Abstract

In recent decades, video techniques have been employed in the majority of endoscopic procedures because of several distinct advantages provided. These include the following: The displayed anatomy is magnified. Recognition of the anatomical structures and anomalies is easier, and manipulation of airway devices is facilitated. When assistance is required, the operator and assistant can coordinate their movements because each sees exactly the same image on the video monitor. As a result, video techniques have become the method of choice in teaching. The Video Macintosh Intubating Laryngoscope System (VMS) was designed employing a standard Macintosh blade and laryngoscope handle. A camera was incorporated into the handle with a short image and light bundle. The magnified anatomy is displayed on an 8-inch monitor, which is attached to a swivel arm on a small cart.
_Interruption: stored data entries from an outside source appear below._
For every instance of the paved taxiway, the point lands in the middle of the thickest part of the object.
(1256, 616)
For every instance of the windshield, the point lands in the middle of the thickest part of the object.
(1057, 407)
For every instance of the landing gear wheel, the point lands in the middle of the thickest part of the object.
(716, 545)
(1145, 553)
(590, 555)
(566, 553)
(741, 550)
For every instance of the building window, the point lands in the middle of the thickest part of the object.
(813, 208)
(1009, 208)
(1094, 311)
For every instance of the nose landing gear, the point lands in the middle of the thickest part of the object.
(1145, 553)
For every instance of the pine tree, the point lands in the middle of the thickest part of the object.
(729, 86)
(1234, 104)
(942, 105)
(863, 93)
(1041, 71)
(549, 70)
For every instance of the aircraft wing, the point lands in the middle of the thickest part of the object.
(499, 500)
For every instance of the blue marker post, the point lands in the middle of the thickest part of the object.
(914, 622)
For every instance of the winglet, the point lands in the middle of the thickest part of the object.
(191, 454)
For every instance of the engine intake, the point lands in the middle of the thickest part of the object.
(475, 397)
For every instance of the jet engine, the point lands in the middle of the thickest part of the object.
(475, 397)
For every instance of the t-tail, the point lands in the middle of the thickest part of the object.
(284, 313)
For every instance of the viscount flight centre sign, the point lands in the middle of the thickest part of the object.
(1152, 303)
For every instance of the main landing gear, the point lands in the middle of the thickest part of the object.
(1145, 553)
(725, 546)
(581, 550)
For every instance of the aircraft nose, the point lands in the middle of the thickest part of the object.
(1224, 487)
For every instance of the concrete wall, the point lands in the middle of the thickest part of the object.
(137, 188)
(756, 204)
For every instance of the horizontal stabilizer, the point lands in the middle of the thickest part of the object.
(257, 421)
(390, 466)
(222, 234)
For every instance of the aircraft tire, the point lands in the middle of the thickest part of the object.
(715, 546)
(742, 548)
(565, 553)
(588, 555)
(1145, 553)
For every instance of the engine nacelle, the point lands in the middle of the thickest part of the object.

Observation and manipulation can be performed in one axis. A total of 235 patients were studied and were divided into two groups: Group A (n = 217), in whom intubation was thought unlikely to be difficult, and Group B (n = 18), in whom difficulty with intubation was anticipated. External laryngeal manipulation (ELM) was required in 22 of the 217 Group A patients (10%). All intubations but one in this group were successful. In the second group (B) of 18 patients who had anatomical conditions that suggested that direct laryngoscopy might be challenging, all 18 cases required ELM but all were successfully intubated using the VMS. The improved coordination afforded by an image on a video monitor seen by both the assistant providing laryngeal manipulation and the anesthesiologist handling the laryngoscope results in a significant advantage over the conventional laryngoscope technique. As a consequence, the learning curve is short. In our view, video laryngoscopy will become the method of choice in teaching.